What’s news in government and politics

A new dodge for circumventing campaign finance laws, Poloncarz earns dubious honor, a Conservative Party inquisition, and more.
News and analysis by Geoff Kelly, Investigative Post's political reporter

A digest of noteworthy reporting — some local, some state and some national — from the last week in government and politics:

 

Campaign finance shenanigans

  • New York Focus reports on a new dodge for candidates who feel constrained by the state’s limits on campaign donations: Accept services from political consultants as loans, then never pay them back
  • New York Focus highlights an example from Rochester, but Byron Brown’s 2021 mayoral campaign pulled the same trick. Brown for Buffalo listed more than $38,000 owed to the Atlanta law firm that represented the campaign in court as an “outstanding loan or liability” for at least a year — long after those fees had by law become a donation that exceeded campaign contribution limits. That “loan” was still on Brown for Buffalo’s books in January, according to the campaign’s filing that month with the state Board of Elections, as were “loans” from other unpaid vendors totaling another $57,000. Confusingly, the January filing showed payments settling those debts in August of last year. In any case, they were gone from Brown for Buffalo’s July filing.
  • Brown for Buffalo’s messy campaign finance filings sent me back to another piece New York Focus published last year, about the utter lack of enforcement of campaign finance law by the state Board of Elections. Asked how many enforcement actions the board had taken against candidates who failed to file required reports, the chief enforcement counsel responded, “I can’t sugarcoat it: it’s zero.”

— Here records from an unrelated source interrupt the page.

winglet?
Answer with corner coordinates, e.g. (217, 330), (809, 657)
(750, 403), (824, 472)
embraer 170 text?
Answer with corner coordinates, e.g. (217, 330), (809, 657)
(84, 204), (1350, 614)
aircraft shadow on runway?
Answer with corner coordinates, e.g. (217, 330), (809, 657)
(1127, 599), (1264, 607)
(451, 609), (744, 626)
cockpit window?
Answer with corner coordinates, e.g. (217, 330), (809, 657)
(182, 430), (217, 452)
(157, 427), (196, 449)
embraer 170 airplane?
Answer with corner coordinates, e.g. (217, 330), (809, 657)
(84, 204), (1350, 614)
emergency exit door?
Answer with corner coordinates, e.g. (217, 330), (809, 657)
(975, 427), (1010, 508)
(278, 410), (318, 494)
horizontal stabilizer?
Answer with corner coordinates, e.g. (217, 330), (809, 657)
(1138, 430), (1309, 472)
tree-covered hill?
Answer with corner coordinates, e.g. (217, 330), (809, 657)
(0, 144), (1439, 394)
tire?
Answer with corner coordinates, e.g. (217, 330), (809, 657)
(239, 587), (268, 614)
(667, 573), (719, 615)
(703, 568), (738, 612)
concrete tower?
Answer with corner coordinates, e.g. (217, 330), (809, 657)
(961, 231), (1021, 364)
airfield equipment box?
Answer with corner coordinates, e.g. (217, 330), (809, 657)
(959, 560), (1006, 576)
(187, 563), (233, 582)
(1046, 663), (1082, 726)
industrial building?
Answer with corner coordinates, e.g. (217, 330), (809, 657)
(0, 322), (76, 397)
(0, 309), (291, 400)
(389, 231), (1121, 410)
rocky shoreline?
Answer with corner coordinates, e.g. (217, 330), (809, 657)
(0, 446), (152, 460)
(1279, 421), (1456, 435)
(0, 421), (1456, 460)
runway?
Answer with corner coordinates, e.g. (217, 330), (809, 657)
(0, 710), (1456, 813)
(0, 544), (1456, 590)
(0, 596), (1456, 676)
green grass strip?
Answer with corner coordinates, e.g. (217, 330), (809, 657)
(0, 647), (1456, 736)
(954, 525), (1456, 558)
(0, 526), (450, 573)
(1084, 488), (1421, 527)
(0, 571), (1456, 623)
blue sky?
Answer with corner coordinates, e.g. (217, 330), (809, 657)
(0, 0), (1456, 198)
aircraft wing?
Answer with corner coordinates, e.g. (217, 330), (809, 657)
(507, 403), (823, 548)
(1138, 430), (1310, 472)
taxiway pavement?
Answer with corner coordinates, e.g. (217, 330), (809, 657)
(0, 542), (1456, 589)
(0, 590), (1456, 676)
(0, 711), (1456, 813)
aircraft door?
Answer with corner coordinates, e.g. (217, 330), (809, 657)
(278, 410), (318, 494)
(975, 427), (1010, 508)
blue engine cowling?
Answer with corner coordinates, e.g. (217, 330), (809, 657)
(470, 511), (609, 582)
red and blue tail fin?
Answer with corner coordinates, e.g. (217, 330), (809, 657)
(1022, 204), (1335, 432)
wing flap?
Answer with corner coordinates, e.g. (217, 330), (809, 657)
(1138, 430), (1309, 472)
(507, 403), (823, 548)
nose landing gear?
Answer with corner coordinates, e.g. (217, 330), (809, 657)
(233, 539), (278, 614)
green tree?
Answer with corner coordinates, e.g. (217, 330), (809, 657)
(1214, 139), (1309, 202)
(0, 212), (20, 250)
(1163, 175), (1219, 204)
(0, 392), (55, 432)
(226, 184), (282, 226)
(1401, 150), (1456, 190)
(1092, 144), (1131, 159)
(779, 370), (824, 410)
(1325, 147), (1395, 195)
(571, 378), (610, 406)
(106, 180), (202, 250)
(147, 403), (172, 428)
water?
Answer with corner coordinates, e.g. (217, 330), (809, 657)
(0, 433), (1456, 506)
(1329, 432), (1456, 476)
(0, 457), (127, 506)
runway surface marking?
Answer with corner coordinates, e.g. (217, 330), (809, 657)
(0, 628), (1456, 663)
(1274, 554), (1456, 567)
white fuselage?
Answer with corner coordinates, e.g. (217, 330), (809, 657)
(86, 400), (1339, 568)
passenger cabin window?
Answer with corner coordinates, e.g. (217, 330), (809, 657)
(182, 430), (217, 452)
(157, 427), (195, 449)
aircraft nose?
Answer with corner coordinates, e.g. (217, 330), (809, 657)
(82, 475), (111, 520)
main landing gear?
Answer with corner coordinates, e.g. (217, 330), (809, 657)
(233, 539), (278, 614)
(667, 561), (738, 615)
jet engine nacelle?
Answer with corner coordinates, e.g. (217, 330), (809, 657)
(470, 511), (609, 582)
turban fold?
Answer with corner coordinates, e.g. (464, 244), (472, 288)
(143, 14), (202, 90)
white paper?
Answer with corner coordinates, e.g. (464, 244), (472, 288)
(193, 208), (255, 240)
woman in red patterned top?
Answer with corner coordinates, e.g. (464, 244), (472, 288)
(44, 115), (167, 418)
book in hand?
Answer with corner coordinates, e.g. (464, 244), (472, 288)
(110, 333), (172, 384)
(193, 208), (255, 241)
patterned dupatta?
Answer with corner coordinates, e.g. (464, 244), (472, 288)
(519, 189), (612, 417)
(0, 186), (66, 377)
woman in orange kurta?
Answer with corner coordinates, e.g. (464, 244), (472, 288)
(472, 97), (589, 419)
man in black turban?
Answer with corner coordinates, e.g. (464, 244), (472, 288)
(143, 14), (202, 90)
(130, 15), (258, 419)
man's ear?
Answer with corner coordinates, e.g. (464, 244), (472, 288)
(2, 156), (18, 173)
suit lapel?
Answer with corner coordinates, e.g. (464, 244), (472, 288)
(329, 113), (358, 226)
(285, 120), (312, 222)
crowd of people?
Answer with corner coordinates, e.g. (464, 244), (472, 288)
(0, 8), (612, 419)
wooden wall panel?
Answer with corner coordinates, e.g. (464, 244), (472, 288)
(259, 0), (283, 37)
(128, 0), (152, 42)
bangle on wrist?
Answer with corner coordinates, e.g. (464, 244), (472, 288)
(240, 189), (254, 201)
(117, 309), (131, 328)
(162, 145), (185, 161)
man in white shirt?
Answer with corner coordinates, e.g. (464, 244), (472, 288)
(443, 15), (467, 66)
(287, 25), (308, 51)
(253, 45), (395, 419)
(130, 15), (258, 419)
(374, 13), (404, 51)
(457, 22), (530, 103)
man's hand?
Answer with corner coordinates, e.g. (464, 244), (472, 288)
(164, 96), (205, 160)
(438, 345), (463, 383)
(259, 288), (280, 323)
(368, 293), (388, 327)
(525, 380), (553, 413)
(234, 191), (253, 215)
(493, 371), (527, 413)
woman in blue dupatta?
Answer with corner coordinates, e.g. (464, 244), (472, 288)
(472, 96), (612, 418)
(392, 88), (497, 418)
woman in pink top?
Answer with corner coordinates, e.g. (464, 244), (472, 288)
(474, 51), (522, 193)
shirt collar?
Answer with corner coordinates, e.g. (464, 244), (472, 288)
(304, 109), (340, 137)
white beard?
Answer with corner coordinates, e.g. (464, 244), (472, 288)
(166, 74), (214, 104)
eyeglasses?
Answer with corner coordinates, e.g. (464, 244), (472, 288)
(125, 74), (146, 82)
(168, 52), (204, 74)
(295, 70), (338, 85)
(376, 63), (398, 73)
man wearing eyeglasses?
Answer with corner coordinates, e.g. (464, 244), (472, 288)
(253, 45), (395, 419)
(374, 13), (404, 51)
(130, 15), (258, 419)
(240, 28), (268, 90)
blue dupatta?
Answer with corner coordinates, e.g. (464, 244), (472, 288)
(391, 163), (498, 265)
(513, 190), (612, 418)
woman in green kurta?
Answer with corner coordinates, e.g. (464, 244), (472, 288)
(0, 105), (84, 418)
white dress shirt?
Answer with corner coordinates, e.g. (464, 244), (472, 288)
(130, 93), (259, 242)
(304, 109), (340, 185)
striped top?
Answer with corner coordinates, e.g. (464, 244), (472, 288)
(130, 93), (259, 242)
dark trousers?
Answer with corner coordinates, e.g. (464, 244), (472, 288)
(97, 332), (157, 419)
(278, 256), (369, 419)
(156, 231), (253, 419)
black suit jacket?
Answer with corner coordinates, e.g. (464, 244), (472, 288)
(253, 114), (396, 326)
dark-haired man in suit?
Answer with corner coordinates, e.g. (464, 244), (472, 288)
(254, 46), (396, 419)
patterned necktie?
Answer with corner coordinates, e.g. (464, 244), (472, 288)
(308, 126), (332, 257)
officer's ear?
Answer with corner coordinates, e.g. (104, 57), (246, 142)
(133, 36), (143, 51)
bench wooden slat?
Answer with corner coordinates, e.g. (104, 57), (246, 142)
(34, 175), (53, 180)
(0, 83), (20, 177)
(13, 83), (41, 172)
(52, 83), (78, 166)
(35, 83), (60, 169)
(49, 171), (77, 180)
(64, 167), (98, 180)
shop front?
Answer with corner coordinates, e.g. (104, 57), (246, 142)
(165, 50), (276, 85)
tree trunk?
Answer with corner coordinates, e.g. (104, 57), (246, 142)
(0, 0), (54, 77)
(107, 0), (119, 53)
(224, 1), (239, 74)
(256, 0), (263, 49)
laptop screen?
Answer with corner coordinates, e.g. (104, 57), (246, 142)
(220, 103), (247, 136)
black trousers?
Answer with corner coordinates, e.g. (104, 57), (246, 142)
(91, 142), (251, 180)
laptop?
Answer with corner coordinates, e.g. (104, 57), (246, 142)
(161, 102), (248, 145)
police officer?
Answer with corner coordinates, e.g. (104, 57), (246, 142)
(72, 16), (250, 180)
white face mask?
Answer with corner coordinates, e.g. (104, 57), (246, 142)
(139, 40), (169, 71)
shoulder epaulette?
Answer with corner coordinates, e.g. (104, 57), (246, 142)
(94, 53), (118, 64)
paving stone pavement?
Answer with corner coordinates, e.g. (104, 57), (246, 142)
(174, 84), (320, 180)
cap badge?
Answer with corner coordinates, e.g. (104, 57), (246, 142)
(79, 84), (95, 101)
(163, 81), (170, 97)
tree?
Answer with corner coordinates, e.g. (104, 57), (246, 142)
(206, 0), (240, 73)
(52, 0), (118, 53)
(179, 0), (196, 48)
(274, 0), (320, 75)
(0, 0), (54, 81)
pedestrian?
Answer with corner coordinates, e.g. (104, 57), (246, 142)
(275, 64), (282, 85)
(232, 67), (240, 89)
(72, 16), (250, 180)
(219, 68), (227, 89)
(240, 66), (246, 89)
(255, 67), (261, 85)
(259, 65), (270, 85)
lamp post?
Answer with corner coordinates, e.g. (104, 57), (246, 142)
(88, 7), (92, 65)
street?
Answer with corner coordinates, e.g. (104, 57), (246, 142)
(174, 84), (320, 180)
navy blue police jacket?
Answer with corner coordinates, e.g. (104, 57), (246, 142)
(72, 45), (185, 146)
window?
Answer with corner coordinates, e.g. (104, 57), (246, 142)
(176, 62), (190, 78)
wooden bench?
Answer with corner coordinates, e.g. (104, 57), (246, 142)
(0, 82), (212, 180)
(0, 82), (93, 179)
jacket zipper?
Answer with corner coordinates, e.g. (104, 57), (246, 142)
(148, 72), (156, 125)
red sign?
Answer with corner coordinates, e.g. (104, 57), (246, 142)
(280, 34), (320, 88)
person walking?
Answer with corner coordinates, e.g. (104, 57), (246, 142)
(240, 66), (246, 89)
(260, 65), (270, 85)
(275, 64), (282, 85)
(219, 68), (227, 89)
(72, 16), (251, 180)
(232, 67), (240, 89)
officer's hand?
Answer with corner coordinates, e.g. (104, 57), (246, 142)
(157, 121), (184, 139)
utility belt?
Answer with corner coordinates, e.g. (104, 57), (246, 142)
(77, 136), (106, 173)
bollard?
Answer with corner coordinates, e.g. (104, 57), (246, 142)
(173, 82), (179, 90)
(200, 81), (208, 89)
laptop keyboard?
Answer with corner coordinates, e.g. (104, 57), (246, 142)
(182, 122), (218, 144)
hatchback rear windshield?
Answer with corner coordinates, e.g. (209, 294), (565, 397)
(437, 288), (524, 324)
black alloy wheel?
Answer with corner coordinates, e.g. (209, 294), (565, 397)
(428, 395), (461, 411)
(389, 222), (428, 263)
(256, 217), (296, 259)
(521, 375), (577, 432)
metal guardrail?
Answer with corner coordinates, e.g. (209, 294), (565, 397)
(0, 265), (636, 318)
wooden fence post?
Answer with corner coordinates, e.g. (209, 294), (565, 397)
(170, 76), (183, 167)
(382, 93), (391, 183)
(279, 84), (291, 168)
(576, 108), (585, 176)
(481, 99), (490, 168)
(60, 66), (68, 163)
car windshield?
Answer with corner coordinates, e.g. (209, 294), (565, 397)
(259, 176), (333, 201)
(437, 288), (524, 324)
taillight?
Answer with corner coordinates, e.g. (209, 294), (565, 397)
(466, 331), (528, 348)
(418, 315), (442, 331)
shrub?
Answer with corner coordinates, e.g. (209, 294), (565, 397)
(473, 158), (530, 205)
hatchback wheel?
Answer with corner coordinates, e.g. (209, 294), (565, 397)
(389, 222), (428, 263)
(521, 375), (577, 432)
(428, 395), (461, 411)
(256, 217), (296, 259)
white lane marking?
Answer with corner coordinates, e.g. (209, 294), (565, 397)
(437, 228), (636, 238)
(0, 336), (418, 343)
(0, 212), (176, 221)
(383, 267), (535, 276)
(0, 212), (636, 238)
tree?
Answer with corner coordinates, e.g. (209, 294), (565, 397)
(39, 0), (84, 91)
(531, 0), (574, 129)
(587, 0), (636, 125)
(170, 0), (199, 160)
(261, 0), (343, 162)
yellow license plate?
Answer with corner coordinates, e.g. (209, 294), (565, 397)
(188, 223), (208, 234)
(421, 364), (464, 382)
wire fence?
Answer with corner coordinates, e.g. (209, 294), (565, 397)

Conservative Party raiders

  • Erie County Conservative Party Chairman Ralph Lorigo wants a judge to throw out the results of June’s primary election in the Town of Evans, arguing newly enrolled Conservative Party members who voted in the election had mounted a “party invasion” to steal the party’s ballot line from the candidate he’d endorsed. Lorigo already lost a bid to kick the invaders out of the party.
  • Back in May — before the primary and before he went to court— Lorigo summoned those he suspected of being party raiders to his West Seneca law offices for a “hearing” to determine whether the new registrants were “in sympathy with the principles of the Conservative Party.” Here’s a copy of the invitation to an inquisition:


Poloncarz earns dubious recognition

  • The Buffalo News’s Charlie Specht summarized Mark Poloncarz’s “terrible, horrible, no good, very bad” month of August.
  • The latest contretemps landed Poloncarz on City and State’s weekly list of “biggest losers.” 
  • Poloncarz’s lousy August has prompted Republican challenger, Chrissy Casilio, to start tweeting again — a lot. She’d taken a bit of a break from that platform after we reported in March on her pre-candidacy predilection for Q Anon-style conspiracy theories.

And in other news …

  • The state comptroller found the City of Niagara Falls delivered a required annual sexual harassment prevention training to just a quarter of city employees interviewed. The comptroller’s audit discovered the city’s fire department canceled the required annual training for its 131 uniformed personnel.
  • Republicans flipped three previously Democratic Congressional seats in Long Island and the Hudson Valley in 2022, and Politico reports House Republicans — led by U.S. Rep. Elise Stefanik of the Adirondacks — are focusing on New York as they seek to hold on to their slim majority next year.
  • ProPublica’s latest in-depth investigation uncovers how the U.S. Navy spent billions on the littoral combat ship, or LCS —  nicknamed by sailors the “little crappy ship” — whose weapons systems often failed and that persistently broke down at sea.